In the past few years, proteomics has seen great technical advances, especially in the mass spectrometry equipment and bioinformatics resources, with the development of new separation techniques, new multi-dimensional procedures, new searching algorithms, new mass spectrometers and the availability of more databases. Owing to these new technologies, Abdallah et al. (2014) were able to identify 1,226 root membrane proteins and to report for the first time the proteomic identification of several symbiosis marker genes: MtPt4, a mycorrhiza-specific phosphate transporter [22], the AM-inducible ammonium transporter GmAMT4.1 in soybean [49], STR half-ABC transporters [50] and vesicle-associated membrane proteins VAMP721d/e [51].

In the experiments of Abdallah et al. (2014), proteins were quantified by label-free counting. Protein quantification in label-free experiments is generally based on two types of measurements: peptide peak intensity and spectral count. These parameters are measured for individual LC-MS/MS or LC/LC-MS/MS runs and changes in protein abundance are calculated via a direct comparison between different analyses [52]. The spectral counting strategy used by Abdallah et al. (2014) suggests that accommodation of AM fungi within root cortical cells implies both a dynamic reorganization of the root membrane proteome and the de novo synthesis of AM-related proteins [23]. This study, beside the identification of proteins corresponding to key genes already identified in mycorrhizal symbiosis, also reported new proteins, many of which support the importance of membrane trafficking during mycorrhiza colonization.

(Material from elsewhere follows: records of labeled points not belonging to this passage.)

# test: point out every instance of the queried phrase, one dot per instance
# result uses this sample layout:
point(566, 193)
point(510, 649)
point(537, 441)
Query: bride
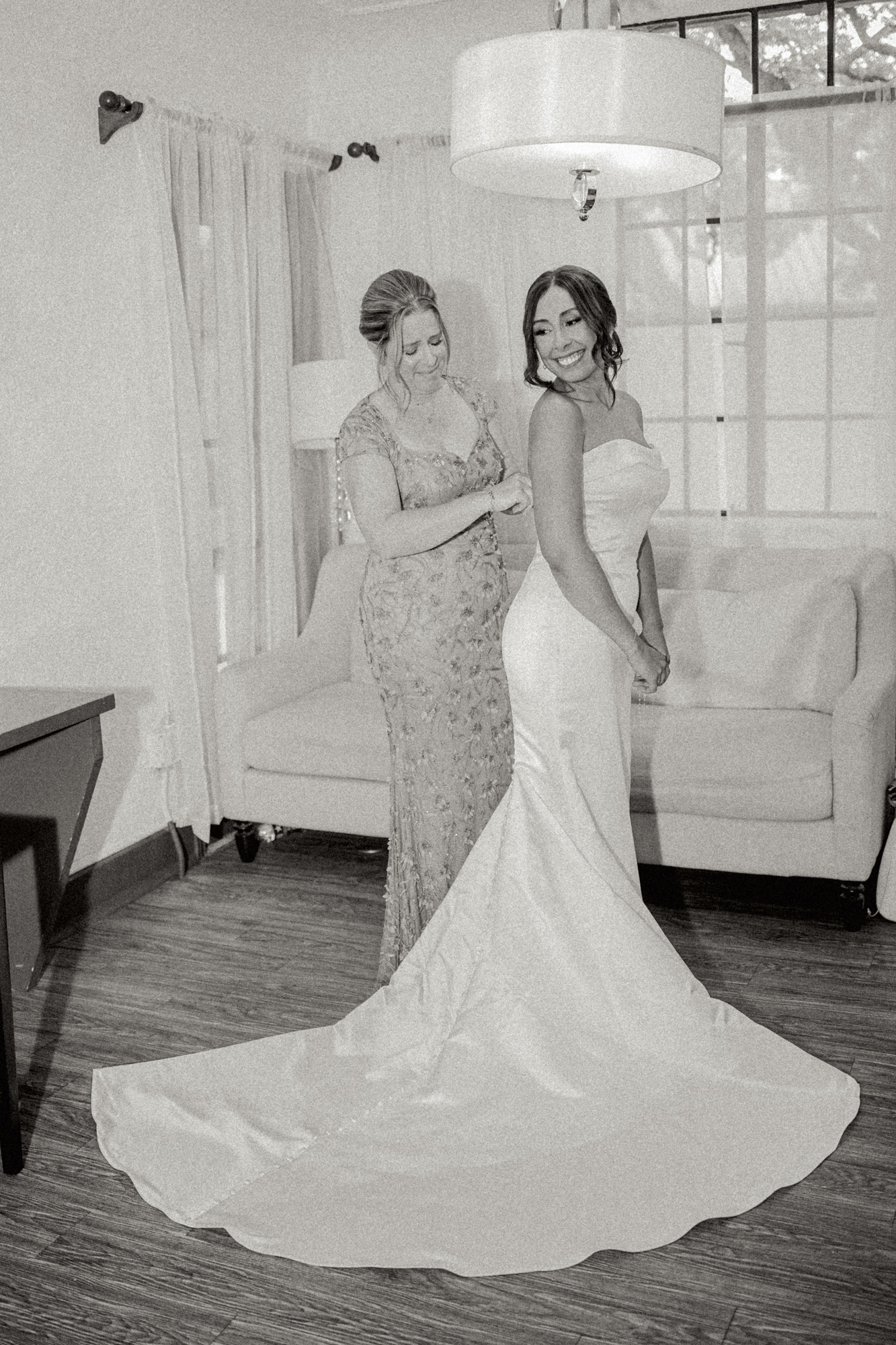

In summary, sub-cellular and peptide fractionations led to the identification of many key proteins involved in AM symbiosis. Despite the recent contributions of proteomics to the study of the plant–fungus mycorrhizal interactions were substantial, the role of many of them as actors in the symbiosis is still to be fully understood.

4.4. Proteomics to identify fungal proteins

Most proteomic studies on the AM interaction have focused on plant proteins. Identification of fungal proteins is more challenging due to the impossibility to grow AM fungi in axenic cultures, to the lower amount of fungal biomass, as compared to plant material, and to the more scanty sequence information. However, pioneering studies have been carried out in France by Dumas-Gaudot and Recorbet [53,54].

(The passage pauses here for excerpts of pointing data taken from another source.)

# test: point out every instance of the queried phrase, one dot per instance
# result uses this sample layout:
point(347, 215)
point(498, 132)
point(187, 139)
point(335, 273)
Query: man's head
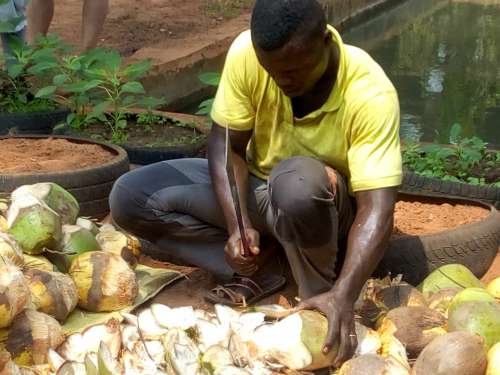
point(292, 42)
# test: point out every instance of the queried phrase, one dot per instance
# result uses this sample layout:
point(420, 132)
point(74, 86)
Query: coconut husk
point(373, 364)
point(449, 276)
point(456, 353)
point(494, 288)
point(53, 293)
point(104, 281)
point(494, 360)
point(116, 242)
point(54, 196)
point(441, 300)
point(30, 337)
point(481, 318)
point(415, 327)
point(33, 225)
point(14, 293)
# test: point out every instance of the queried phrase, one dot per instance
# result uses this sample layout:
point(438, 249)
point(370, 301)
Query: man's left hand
point(341, 332)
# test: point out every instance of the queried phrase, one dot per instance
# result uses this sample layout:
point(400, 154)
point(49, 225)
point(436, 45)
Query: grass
point(225, 8)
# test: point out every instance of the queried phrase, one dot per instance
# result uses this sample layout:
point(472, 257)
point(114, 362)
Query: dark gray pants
point(173, 205)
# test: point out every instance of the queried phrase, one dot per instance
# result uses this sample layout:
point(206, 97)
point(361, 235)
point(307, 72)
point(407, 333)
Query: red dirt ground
point(133, 24)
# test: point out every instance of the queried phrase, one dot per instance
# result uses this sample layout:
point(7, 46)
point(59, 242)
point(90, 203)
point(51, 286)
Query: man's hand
point(245, 266)
point(341, 331)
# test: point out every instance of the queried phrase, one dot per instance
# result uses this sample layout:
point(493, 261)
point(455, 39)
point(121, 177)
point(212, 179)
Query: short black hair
point(274, 22)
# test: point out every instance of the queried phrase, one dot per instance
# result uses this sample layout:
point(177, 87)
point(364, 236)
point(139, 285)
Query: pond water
point(444, 59)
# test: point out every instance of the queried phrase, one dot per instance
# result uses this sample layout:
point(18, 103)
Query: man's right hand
point(243, 265)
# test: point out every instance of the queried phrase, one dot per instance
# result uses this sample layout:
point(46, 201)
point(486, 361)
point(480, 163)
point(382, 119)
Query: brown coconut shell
point(456, 353)
point(415, 327)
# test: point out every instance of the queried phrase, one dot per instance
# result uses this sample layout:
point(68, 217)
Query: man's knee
point(300, 187)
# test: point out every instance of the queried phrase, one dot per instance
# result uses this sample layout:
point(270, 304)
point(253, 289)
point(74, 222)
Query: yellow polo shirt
point(356, 131)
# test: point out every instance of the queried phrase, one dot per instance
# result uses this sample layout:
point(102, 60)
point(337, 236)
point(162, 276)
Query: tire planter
point(474, 245)
point(415, 183)
point(31, 122)
point(90, 186)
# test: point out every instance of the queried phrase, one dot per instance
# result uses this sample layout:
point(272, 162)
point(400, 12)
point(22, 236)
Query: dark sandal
point(242, 291)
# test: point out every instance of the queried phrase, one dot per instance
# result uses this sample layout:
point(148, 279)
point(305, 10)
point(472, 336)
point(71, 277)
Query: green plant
point(465, 160)
point(210, 79)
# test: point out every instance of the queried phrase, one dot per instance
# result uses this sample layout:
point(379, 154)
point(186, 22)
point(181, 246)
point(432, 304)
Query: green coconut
point(494, 360)
point(494, 288)
point(10, 250)
point(38, 262)
point(481, 318)
point(33, 225)
point(54, 196)
point(470, 295)
point(456, 353)
point(449, 276)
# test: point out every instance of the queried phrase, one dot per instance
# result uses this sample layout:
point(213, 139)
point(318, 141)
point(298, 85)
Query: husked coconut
point(33, 225)
point(30, 337)
point(53, 293)
point(415, 327)
point(456, 353)
point(104, 281)
point(14, 293)
point(54, 196)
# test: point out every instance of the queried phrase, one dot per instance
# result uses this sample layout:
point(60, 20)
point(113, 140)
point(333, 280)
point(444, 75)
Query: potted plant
point(21, 75)
point(104, 93)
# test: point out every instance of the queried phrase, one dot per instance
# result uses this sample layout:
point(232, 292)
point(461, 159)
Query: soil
point(21, 155)
point(158, 134)
point(133, 24)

Dumas-Gaudot et al. (2004) used the root organ culture method [55] to enrich for proteins expressed in the extra-radical mycelium of the AM species G. intraradices. They successfully produced, for the first time, a 2DE reference map for the extra-radical proteome of an AM fungus. After the selection of the most intense protein spots, they tried to identify them by mass spectrometry. Unfortunately, only very few proteins from filamentous fungi were known and present in public databases, and the only available genome sequence, at that time, was from Neurospora crassa, phylogenetically very far from Glomeromycota. In spite of that, identification was possible for 8 proteins out of the 14 analyzed, and homologies were found for 4 of them.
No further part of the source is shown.